Determinant - best way of introducing determinants on a linear algebra course

[matqkks]

Determinant -- best way of introducing determinants on a linear algebra course

What is the best way of introducing determinants on a linear algebra course? I want to give real life examples of where the determinant is applied.

 

[micromass]

Something you absolutely need to do is mention that the determinant is the signed volume of a parallelepiped. That demystifies a lot of properties of the determinants.

Also, be sure to mention the history of the determinant: that it was invented to see when systems of equations have a solution and when not. Showing explicitely that the system

\left\{\begin{array}{ll} ax+by=0\\ cx+dy=0\end{array}\right.

has a unique solution if and only if ad-bc=0 is very illuminating. It makes clear why the determinant was invented in the first place: to generalize this to higher dimensions.

 

[Vargo]

If you have a square matrix, then its determinant is equal to the volume of the solid parellelepiped spanned by the column vectors (or the row vectors). That is the most concrete application of the value of the determinant that I know of. Actually, the determinant gives a signed volume which is positive or negative depending on the orientation of the vectors.
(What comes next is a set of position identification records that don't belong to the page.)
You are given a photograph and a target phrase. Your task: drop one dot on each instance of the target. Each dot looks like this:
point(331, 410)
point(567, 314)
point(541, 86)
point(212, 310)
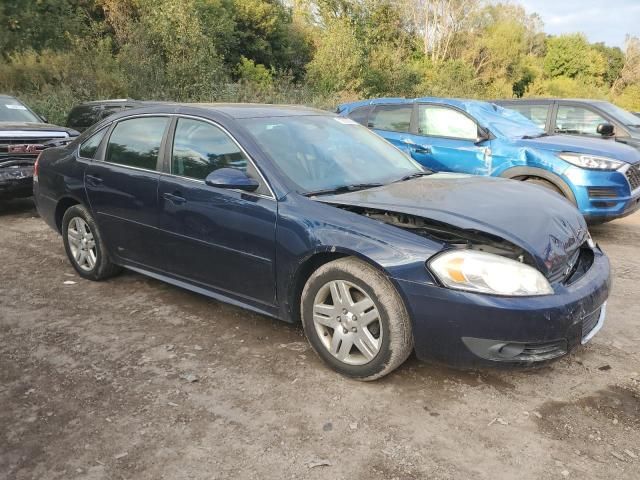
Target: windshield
point(12, 110)
point(624, 117)
point(324, 152)
point(503, 122)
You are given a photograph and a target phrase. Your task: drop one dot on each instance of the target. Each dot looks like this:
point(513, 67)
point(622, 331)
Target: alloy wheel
point(347, 322)
point(82, 244)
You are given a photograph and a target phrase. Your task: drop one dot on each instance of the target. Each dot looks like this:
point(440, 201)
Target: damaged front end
point(445, 233)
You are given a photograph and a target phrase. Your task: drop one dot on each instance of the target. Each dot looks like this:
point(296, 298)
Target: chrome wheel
point(347, 322)
point(82, 244)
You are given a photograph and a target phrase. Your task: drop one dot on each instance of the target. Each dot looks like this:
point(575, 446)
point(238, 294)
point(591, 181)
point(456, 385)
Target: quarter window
point(393, 118)
point(199, 148)
point(536, 113)
point(445, 122)
point(577, 120)
point(136, 142)
point(89, 148)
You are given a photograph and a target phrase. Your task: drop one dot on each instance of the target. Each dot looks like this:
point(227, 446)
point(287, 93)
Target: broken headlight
point(482, 272)
point(591, 162)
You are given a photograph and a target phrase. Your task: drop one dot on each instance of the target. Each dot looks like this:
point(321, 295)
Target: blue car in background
point(481, 138)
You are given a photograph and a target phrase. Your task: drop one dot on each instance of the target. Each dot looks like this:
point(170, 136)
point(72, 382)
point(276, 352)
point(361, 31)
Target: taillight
point(35, 168)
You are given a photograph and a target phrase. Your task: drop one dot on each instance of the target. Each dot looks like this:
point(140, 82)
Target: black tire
point(545, 183)
point(394, 323)
point(104, 267)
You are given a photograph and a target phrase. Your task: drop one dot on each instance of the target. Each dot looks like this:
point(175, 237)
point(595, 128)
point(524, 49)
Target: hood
point(533, 218)
point(34, 130)
point(591, 146)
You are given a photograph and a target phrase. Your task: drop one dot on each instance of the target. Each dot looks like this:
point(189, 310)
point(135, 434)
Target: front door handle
point(93, 180)
point(175, 198)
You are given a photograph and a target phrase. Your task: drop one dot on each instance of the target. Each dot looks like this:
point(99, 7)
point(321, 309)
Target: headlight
point(592, 162)
point(487, 273)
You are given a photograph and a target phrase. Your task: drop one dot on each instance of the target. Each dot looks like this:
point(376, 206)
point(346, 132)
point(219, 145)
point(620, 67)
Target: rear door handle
point(93, 180)
point(175, 198)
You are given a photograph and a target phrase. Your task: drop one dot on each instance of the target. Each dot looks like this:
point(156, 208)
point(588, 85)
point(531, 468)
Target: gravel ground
point(132, 378)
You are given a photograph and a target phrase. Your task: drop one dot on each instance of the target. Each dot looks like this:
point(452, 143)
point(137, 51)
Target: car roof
point(549, 100)
point(256, 110)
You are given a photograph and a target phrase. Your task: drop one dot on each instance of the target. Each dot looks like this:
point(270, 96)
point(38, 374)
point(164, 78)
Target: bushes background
point(56, 53)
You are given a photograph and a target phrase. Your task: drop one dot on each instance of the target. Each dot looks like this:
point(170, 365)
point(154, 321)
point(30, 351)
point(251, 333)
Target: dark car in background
point(86, 114)
point(23, 135)
point(306, 216)
point(589, 118)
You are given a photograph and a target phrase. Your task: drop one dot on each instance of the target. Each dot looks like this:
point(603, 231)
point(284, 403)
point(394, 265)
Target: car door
point(123, 189)
point(446, 140)
point(393, 123)
point(216, 237)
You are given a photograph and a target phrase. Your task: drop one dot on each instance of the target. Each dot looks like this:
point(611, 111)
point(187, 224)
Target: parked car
point(480, 138)
point(23, 135)
point(306, 216)
point(587, 118)
point(86, 114)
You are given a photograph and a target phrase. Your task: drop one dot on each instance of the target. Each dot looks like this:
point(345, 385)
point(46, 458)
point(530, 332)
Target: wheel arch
point(310, 264)
point(516, 172)
point(63, 204)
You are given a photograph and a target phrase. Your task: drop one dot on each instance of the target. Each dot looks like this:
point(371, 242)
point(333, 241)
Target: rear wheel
point(355, 319)
point(84, 245)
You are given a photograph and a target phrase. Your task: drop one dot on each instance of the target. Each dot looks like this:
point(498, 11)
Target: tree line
point(55, 53)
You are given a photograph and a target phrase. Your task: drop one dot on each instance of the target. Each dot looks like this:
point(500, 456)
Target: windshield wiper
point(343, 189)
point(531, 137)
point(416, 175)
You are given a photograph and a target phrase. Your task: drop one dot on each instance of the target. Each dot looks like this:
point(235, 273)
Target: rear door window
point(437, 121)
point(536, 113)
point(577, 120)
point(361, 115)
point(136, 142)
point(392, 118)
point(199, 148)
point(89, 148)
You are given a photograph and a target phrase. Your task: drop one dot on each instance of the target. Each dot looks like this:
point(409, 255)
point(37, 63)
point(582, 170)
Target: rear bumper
point(468, 330)
point(16, 178)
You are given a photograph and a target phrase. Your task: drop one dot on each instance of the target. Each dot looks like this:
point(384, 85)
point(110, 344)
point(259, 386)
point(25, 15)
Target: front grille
point(602, 192)
point(561, 271)
point(633, 176)
point(590, 321)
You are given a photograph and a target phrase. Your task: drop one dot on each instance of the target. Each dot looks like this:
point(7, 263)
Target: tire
point(84, 245)
point(374, 308)
point(544, 183)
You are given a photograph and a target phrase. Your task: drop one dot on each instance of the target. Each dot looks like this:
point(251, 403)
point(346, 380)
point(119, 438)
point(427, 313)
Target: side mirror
point(483, 136)
point(605, 129)
point(231, 178)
Most of the applications in algebra only test whether or not the determinant is 0 or not zero. A nonzero determinant means you can solve some equations as micromass said. But in calculus the actual value matters. For example the change of variables formula for integrals of multiple variables uses determinants in this way. (This would be hard to explain to students who don't know what the Jacobian is)

To prove that it is equal to the volume, you need to show that the volume is alternating, multilinear, and equals 1 for the unit cube (the properties that uniquely characterize the determinant). Obviously the volume of the unit cube is 1. The other two properties are essentially equivalent to Vol= Base*height. Alternatively, in 2 dimensions, you can prove the area formula just by drawing a picture and working it out explicitly.

 

[mathwonk]

another way to think about it is to convince yourself that in the n^2 dimensional space of all nbyn matrices, the singular ones have codimenson one, so there should be an equations that vanishes exactly on those.